Museum Security Network

London, UK: Tate puts sunflower seeds off limits due to health concerns

Tate puts sunflower seeds off limits due to health concerns
The museum announced this morning that visitors can no longer walk over Chinese artist Ai Weiwei’s installation because of fears of creating ceramic dust

By Anny Shaw | Web only
Published online 15 Oct 10 (News)

A child plays with the porcelain seeds in Tate’s Turbine Hall

Ai Weiwei’s Turbine Hall installation of 100 million hand-made porcelain sunflower seeds, which visitors were invited to trample over, has been declared off limits because of health and safety fears over ceramic dust. Museum-goers will now only be able to view the Tate commission from the bridge above the hall.

In a statement released this morning Tate said: “Although porcelain is very robust, the enthusiastic interaction of visitors has resulted in a greater than expected level of dust in the Turbine Hall. Tate has been advised that this dust could be damaging to health following repeated inhalation over a long period of time. In consequence, Tate, in consultation with the artist, has decided not to allow visitors to walk across the sculpture.”

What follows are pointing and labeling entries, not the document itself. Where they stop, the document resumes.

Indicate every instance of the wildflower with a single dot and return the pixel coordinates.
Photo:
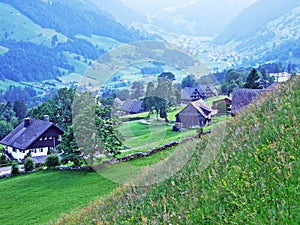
(224, 182)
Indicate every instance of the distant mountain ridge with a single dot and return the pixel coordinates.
(266, 31)
(121, 12)
(198, 17)
(45, 39)
(72, 17)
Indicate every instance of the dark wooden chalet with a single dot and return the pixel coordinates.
(195, 114)
(223, 106)
(132, 106)
(189, 94)
(32, 136)
(209, 91)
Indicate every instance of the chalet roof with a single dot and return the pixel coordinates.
(127, 105)
(132, 106)
(227, 100)
(201, 108)
(188, 91)
(273, 86)
(23, 136)
(241, 98)
(137, 107)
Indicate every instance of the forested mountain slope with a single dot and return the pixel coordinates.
(248, 175)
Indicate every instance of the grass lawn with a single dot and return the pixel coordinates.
(42, 196)
(142, 137)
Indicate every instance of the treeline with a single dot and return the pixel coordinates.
(74, 17)
(10, 116)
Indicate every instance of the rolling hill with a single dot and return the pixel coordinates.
(200, 17)
(41, 40)
(267, 30)
(247, 172)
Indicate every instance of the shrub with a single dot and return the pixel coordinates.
(52, 161)
(29, 164)
(3, 159)
(15, 168)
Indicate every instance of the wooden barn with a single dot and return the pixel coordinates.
(189, 94)
(209, 91)
(195, 114)
(131, 106)
(32, 136)
(223, 106)
(242, 97)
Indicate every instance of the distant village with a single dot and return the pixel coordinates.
(36, 138)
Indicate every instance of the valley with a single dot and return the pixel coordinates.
(173, 112)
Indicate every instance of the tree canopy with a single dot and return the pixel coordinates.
(253, 80)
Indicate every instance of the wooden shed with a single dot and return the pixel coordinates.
(195, 114)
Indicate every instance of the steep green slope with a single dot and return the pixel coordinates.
(252, 178)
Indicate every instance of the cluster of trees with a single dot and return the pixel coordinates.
(160, 97)
(11, 115)
(87, 121)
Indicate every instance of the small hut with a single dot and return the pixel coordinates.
(243, 97)
(195, 114)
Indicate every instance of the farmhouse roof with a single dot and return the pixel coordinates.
(188, 91)
(242, 97)
(27, 132)
(132, 106)
(273, 86)
(202, 108)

Members of staff who raked over the installation during the opening on Monday night wore masks to protect themselves from the dust, which rose in plumes as they moved over the sculpture.

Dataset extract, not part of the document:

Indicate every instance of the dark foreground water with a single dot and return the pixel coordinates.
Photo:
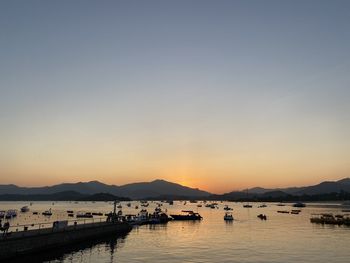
(282, 238)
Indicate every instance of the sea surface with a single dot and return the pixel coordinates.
(281, 238)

However, according to Ai Weiwei, Tate had expressed concern when it became apparent people were pocketing the ceramic seeds prior to the closure of the hall yesterday. “They are afraid that if it continues, people might not be able to see the the same exhibition in a month,” he said at the VIP opening of Frieze Art Fair. Somewhat presciently, when asked whether he was anxious about visitors to the Tate filling their pockets, he quipped that he was only worried people might try to eat them and then sue the Tate if they fell ill.

The closure of the Turbine Hall comes as former Tory minister Lord Young’s health and safety review, which aims to restore common sense to Britain’s compensation culture, was published this morning. The report highlighted a “growing fear” among business owners of having to pay out for unreasonable claims.